Sur cette question, il estime que « c’est un des sujets, bien sûr, sur lequel nos deux pays ont intérêt à se concerter et à coopérer ». Et de se féliciter du « rôle important que joue l’Algérie pour contenir » les groupes armés. En dépit de nombreux points de convergence entre les deux pays en matière de lutte antiterroriste, il n’en demeure pas moins qu’Alger et Paris ont des appréciations différentes quant au paiement des rançons. Sur cette question la position de l’Algérie est largement connue Outre le cadre officiel que revêt cette visite, des observateurs n’ont pas manqué, néanmoins, de donner à ce déplacement un caractère électoral. Selon leurs analyses, le ministre français serait chargé de sonder la tendance du pouvoir algérien concernant la prochaine élection présidentielle en France.

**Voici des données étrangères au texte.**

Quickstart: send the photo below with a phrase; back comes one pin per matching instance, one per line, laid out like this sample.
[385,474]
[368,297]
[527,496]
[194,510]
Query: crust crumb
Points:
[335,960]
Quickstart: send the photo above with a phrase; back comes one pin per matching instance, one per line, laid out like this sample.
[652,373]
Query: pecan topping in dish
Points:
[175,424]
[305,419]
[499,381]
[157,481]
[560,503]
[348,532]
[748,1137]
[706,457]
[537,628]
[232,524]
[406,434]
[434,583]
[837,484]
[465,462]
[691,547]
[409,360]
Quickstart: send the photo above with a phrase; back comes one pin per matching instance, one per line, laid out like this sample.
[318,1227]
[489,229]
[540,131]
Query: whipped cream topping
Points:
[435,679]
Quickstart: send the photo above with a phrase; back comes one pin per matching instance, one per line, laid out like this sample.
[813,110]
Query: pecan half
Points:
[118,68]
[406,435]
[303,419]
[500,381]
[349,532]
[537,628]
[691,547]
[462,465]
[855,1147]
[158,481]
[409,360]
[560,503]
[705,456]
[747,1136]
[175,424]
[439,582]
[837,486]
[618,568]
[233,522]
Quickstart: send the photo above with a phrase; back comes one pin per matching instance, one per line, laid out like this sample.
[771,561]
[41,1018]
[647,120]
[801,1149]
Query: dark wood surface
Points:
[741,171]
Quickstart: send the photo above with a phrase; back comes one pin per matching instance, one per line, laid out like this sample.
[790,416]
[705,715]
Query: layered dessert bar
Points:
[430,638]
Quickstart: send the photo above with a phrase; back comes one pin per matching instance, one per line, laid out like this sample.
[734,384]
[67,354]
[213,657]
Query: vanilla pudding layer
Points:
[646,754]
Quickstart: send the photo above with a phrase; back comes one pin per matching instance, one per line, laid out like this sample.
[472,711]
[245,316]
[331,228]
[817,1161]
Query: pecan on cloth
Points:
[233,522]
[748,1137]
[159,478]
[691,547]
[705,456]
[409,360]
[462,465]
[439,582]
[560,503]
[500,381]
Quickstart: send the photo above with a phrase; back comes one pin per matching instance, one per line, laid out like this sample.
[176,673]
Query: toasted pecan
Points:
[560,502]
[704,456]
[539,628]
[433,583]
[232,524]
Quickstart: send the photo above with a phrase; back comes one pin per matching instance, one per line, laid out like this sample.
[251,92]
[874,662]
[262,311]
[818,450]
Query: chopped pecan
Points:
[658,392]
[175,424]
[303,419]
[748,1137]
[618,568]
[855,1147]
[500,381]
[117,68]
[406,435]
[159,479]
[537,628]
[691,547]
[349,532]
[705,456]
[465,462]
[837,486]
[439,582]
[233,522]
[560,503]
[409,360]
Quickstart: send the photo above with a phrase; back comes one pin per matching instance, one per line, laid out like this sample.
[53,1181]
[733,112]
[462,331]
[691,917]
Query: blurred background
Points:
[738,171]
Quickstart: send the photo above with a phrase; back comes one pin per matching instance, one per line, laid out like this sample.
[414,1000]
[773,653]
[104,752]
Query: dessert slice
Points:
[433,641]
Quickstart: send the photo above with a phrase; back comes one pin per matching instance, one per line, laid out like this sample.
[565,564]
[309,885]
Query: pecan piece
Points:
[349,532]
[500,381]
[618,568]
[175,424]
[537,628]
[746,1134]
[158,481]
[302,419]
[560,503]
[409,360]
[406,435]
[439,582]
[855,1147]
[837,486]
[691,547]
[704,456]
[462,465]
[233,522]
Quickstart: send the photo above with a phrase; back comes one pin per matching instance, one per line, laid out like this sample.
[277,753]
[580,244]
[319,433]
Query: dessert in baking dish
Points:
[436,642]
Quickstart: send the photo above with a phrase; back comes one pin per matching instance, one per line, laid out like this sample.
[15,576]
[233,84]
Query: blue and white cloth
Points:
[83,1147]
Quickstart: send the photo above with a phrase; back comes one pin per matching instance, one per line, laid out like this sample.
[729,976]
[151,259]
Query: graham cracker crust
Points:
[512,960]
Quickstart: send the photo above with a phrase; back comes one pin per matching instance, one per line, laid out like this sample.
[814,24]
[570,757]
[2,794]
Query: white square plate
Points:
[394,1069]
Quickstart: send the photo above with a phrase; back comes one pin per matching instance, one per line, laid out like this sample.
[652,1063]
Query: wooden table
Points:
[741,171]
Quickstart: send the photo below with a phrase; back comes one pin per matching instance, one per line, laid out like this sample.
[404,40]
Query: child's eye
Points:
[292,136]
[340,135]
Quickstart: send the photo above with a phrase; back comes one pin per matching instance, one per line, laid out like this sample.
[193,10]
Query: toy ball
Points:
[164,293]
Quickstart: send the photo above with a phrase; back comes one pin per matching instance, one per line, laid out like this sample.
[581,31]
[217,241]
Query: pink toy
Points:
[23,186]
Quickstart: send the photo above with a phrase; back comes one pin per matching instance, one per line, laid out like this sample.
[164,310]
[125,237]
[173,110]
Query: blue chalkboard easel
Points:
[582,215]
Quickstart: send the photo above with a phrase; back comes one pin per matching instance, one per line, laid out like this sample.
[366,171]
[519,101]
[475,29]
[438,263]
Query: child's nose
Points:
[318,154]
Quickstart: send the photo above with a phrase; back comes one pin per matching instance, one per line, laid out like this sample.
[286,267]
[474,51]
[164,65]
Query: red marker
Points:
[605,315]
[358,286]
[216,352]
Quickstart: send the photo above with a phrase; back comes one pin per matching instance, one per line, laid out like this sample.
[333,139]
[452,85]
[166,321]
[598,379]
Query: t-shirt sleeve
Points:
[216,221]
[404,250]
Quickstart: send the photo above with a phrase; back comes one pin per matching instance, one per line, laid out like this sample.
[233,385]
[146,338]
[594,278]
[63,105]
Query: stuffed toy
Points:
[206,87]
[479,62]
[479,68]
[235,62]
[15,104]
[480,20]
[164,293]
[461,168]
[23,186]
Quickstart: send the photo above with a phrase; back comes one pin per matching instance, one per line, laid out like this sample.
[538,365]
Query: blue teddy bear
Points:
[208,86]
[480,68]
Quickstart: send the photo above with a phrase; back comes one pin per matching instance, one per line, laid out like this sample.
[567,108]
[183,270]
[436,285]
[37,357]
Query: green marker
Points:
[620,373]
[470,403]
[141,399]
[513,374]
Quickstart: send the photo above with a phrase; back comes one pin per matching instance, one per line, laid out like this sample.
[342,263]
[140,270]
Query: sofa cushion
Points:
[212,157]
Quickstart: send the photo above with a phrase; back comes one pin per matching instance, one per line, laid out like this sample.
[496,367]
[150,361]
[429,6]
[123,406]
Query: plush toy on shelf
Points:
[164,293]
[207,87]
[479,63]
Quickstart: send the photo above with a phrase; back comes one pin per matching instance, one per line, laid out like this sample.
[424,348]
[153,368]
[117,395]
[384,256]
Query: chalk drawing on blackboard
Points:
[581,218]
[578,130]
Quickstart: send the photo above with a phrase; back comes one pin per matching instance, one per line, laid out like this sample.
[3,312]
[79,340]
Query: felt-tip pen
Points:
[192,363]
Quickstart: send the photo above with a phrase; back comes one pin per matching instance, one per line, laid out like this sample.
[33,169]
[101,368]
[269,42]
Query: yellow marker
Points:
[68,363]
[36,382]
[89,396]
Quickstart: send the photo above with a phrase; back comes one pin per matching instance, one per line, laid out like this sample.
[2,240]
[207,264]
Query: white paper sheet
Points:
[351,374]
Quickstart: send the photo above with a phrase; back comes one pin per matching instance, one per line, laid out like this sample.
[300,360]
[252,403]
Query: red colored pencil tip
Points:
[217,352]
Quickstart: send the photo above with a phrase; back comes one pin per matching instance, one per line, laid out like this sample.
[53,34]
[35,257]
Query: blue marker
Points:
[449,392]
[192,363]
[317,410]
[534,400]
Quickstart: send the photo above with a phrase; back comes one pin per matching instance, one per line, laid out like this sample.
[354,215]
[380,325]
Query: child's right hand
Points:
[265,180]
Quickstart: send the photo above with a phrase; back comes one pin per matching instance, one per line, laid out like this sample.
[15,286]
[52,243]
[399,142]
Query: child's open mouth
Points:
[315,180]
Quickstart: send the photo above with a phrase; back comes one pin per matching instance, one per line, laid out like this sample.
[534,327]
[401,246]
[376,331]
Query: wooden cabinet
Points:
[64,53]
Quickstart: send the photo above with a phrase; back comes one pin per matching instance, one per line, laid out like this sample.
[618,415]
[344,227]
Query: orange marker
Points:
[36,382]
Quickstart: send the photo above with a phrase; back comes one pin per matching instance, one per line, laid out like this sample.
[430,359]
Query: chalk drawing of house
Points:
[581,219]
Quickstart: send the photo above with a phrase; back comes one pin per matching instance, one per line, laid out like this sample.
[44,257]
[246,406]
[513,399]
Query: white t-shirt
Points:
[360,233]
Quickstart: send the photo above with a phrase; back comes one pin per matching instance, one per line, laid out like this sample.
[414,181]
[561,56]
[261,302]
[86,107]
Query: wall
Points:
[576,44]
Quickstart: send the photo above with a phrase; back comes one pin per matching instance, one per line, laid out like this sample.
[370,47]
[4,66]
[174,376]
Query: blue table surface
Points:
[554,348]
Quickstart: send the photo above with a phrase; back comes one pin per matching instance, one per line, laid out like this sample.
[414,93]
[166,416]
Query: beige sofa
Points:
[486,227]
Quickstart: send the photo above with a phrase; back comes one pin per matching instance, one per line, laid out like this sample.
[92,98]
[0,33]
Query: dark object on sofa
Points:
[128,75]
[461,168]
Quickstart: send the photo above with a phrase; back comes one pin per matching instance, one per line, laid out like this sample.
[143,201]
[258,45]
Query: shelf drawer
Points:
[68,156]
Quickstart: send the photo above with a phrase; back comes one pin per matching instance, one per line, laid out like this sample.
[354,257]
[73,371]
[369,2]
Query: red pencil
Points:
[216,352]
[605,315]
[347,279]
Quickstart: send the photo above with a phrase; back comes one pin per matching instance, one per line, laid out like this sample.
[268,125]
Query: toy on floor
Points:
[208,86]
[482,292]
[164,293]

A travers l’histoire de l’élection présidentielle en France, l’Algérie a toujours constitué un enjeu important dans l’équation. Notons que le premier enjeu est bien le réservoir électoral que constituent les émigrés algériens établis sur le sol français. Environ trois millions d’Algériens et de Franco-Algériens résident en France et ces derniers ont le droit de vote. Les électeurs algériens sont ainsi considérés comme les plus importants parmi les immigrés en France.